WASHINGTON (CN) – The D.C. Circuit on Friday vacated an order by the Federal Communications Commission limiting federal subsidies for wireless providers bringing service to tribal lands, finding it unfairly impacted access and affordability for Native Americans.  

Under the Lifeline Assistance Program, which began in 1985 to make voice and broadband services more widely available, phone and internet providers were eligible for a federal monthly subsidy of up to $34.25 per household for serving low-income people who live on tribal lands.

Even if the provider did not own its own facilities and resold service to customers, the FCC traditionally allowed these companies to participate in the program on a case-by-case basis.
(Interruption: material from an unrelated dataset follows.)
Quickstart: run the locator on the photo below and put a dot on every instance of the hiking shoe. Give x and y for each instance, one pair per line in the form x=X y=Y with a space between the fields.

But the FCC made a rule change in 2017 that cut these resale providers off from the subsidy, and it made it so that providers are only eligible for the subsidy of $34.25 per household if the tribal lands they service are in rural areas.

On Friday, a three-judge panel of the D.C. Circuit found the two limitations unfair to customers on tribal lands and wireless providers who are excluded from subsidies under the new rules. The court had appeared sympathetic to the providers at oral arguments in October.

U.S. Circuit Judge Judith Rogers wrote that the FCC did now show that banning resellers from the tribal Lifeline program would promote network build-out, rejecting its argument that such a restriction would enhance long-term investment in tribal infrastructure. 

“The commission ignored that its decision is a fundamental change that adversely affects the access and affordability of service for residents of tribal lands,” the 27-page opinion states.

Rogers also said the FCC’s order “does not indicate consideration of facilities-based providers’ unwillingness to offer tribal Lifeline services,” noting that large providers with their own facilities such as AT&T, T-Mobile, Sprint and Verizon do not offer those services.

In addition, the court found that the FCC did not give adequate notice of the rule change and neglected to include important details in its proposal.

U.S. Circuit Judges Thomas Griffith and Raymond Randolph joined Rogers on the unanimous panel.

Former FCC Commissioner Michael Copps applauded the ruling, criticizing the current board led by Chairman Ajit Pai.

“It’s really good news that court today vacated FCC’s restrictive Tribal Lifeline Order which would have wreaked havoc on communications in tribal lands,” Copps said. “Pai’s majority just can’t seem to get things right.”